So it is eery to see a person so excited, then the next thing you know, they are dead or in pain.
Here is my most recent short story. Its sloppy so I still need to polish it up so you'll have to cut me some slack.
This story is not paranormal per say I guess though it has a paranormal theme. It's about a dream I had 26 years ago (I was 15). The dream starts out by the duck pond/park here in town. I was there walking around the pond feeding the ducks etc. I hear a a girls voice "Someone please help me!" Her voice echoed like she was in a cave or something. So I begin following the sound of her voice. It lead to an old above ground manhole cover/storm drain.
I look into the storm drain and I see this girl about my age (15ish). Long platinum blonde hair, very pale, and skinny. She's chained to the wall of the sewer. I try to undo the chains to no avail. She tells me the man that put her here lived nearby and that I could find the key to the locks in his house.
(Highly irrational I know. But it's a dream though so keep that in mind.)
So off I go to his house. He is not home. So I break in rummage through his things. I find the typical serial killer stuff. Knives, chains, ropes, "trinkets" from victims, all that stuff. But I finally find the key to release the girl! So back to the storm drain to get her out. I arrive back at the drain, and set her free.
We become close friends, eventually more. Then we marry, have kids. I kid you not this dream I lived an entire life. It seemed to go on forever. So much so that I vividly remember sitting on the front porch with her at 90+ years old. Holding hands with smiles on our faces as grandkids played in the front yard.
Just before the dream ended, after what literally felt like a lifetime. Life blurred in reverse, all the way back to the day I freed my beloved from her confines. This time though when I jumped down into the storm drain with the key to rescue her. She was nothing but a skeleton chained to the wall. I screamed enraged, and heartbroken at the same time. What had happened? What is this? So much confusion my head spun round and round.

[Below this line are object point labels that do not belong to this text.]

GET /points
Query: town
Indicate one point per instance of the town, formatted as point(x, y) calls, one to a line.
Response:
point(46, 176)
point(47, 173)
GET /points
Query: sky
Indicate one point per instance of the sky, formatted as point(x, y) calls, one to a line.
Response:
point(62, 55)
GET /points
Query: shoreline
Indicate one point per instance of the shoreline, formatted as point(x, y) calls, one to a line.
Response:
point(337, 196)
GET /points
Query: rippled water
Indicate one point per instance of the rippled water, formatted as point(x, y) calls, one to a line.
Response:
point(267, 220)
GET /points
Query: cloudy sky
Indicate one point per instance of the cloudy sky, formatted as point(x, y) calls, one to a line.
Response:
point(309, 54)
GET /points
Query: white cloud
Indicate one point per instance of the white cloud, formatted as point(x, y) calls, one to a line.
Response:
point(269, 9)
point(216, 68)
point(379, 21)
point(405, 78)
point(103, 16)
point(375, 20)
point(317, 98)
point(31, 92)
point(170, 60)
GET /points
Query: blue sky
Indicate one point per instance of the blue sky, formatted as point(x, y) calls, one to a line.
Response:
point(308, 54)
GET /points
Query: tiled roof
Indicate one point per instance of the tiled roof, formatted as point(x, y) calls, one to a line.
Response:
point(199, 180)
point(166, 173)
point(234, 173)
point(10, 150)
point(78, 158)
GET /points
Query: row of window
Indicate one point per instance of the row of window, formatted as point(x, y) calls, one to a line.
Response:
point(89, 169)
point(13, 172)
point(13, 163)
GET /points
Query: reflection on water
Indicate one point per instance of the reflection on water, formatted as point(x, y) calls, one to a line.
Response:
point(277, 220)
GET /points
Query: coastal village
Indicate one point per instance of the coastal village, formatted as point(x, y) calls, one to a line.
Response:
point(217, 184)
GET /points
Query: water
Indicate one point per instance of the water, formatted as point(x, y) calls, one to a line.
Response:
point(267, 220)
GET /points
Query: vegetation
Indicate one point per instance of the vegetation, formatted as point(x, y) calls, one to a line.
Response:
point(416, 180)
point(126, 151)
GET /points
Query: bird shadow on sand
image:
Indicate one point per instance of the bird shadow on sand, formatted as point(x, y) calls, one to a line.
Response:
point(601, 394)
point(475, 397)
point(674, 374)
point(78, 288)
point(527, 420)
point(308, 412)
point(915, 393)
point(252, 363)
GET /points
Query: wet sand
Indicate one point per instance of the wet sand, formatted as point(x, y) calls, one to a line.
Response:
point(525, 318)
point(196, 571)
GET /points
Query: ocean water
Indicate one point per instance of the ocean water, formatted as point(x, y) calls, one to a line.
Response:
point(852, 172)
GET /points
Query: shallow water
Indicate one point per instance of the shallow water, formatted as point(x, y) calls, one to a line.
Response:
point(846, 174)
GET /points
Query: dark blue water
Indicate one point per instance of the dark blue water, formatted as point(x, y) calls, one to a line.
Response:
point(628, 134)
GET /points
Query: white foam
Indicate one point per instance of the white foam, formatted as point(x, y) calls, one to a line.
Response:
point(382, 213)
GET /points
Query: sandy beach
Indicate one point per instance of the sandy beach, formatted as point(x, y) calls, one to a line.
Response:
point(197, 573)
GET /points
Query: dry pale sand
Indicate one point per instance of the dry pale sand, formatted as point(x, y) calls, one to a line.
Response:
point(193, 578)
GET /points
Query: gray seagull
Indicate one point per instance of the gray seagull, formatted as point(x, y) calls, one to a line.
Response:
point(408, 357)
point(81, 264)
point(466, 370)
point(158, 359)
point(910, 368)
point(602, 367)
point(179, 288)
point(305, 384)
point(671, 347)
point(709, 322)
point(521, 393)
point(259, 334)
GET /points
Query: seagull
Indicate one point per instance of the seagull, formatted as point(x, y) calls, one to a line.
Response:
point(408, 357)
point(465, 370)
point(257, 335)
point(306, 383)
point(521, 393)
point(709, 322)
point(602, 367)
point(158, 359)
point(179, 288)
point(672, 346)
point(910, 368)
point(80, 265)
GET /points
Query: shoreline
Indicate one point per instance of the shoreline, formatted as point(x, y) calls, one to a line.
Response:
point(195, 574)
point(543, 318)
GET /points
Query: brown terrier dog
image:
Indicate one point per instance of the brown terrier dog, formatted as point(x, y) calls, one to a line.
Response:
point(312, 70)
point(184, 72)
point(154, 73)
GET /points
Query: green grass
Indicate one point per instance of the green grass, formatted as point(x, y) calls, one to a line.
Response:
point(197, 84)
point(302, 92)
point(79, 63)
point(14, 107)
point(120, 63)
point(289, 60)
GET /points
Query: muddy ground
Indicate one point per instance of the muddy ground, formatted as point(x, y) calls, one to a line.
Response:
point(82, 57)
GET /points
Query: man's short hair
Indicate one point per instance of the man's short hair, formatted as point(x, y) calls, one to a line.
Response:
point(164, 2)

Then I woke up. The bed soaked in sweat. Still confused and head spinning I wasn't sure what reality was real anymore. I just lived my entire life! Why am I this person now?!? My heart still burned with intense love for this girl that apparently I have never met. Was she even real?!? Am I real?!? For the next 10 years at least I frantically looked for this girl. I can't tell you how much time I've spent at the duck pond hoping to see her there one day. I've met a few over the years I thought might be her, but no luck. Something deep inside me tells me that whoever this girl is. Had the same or a similar dream, and that we would recognize each other instantly if we ever met.
But here I am now. 41 years old and I've pretty much given up and just accepted the fact it was all just a dream after all. But I would be a liar if I told you my heart did not still burn for her INTENSELY! Even though I've moved on. I've been engaged twice, and loved them almost as deeply. I still keep her face in the back of my mind. I will never forget it. I did after all spend an entire life with her. Who could forget that?